I just think we need to take it for what it is and not take it personally. I don’t think that non nurses watching the show are really thinking “Oh, so that’s what nurses are like.” People base their opinions on people from personal experience, and most people I’m sure have had personal experience with a nurse. Not a pill popping, donor card signing, sex maniac nurse, but probably a nurse that helped them in a time of need and left a lasting impression on them.
It’s fiction! So watch it if you like it, and don’t if ya don’t. =]
As a “non-nurse”, I have watched a few episodes of the show and I find it to be simply a form of entertainment.
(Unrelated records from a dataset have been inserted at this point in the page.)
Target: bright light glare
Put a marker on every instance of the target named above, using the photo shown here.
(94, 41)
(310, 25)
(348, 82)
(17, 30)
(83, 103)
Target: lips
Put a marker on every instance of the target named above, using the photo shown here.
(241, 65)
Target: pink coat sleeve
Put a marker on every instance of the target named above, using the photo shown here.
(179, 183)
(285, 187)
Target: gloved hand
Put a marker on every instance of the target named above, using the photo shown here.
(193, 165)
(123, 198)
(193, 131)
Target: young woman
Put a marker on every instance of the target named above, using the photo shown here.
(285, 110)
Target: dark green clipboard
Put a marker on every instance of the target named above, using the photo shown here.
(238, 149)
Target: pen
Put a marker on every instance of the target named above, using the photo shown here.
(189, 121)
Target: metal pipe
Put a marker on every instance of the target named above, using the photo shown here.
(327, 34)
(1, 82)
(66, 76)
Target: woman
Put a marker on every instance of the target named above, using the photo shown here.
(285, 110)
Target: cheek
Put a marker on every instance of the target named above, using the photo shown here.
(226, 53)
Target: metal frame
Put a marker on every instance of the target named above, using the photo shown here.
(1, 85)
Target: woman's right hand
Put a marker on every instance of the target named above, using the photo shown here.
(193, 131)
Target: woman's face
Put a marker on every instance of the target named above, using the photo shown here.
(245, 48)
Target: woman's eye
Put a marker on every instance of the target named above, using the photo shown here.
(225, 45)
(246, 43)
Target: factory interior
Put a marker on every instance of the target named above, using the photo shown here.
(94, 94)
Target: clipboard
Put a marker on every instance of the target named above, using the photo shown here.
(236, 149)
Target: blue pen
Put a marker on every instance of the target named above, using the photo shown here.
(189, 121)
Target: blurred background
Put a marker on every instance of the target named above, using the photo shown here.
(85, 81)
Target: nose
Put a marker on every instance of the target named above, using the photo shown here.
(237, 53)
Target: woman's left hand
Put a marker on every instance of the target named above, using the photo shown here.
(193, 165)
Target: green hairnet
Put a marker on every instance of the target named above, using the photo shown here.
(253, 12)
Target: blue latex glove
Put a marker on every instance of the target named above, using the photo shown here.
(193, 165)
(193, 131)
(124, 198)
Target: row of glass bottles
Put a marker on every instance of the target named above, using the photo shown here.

I agree with rtb – that viewers are not thinking that Jackie is a typical, real-life nurse. I have experienced nurses who are caring and capable as well as those who seem not to care much about me as a patient. Generalizations, whether from a tv show or in everyday experience, are often flawed.
“Nurse Jackie” is listed as a comedy-drama. I didn’t find much comedy in it. didn’t much like seeing a supposed in-control nurse snorting various controlled substances prior to caring for her patients. I agree with greyhoundgirl that if a female nurse were to make a major error resulting in a patient’s death, it would make the evening news, yet the plethora of surgical and med errors being made on a daily basis by MD’s gets only a glance, and you never hear the name of the MD who actually made the error.
We nurses need to be able to support one another.. When I was a new grad, an older nurse told me, on my first day on the unit, “nursing is the only profession in which we eat our young”. How right she was, and how careful I always was with a new grad to be available, to support, and to listen.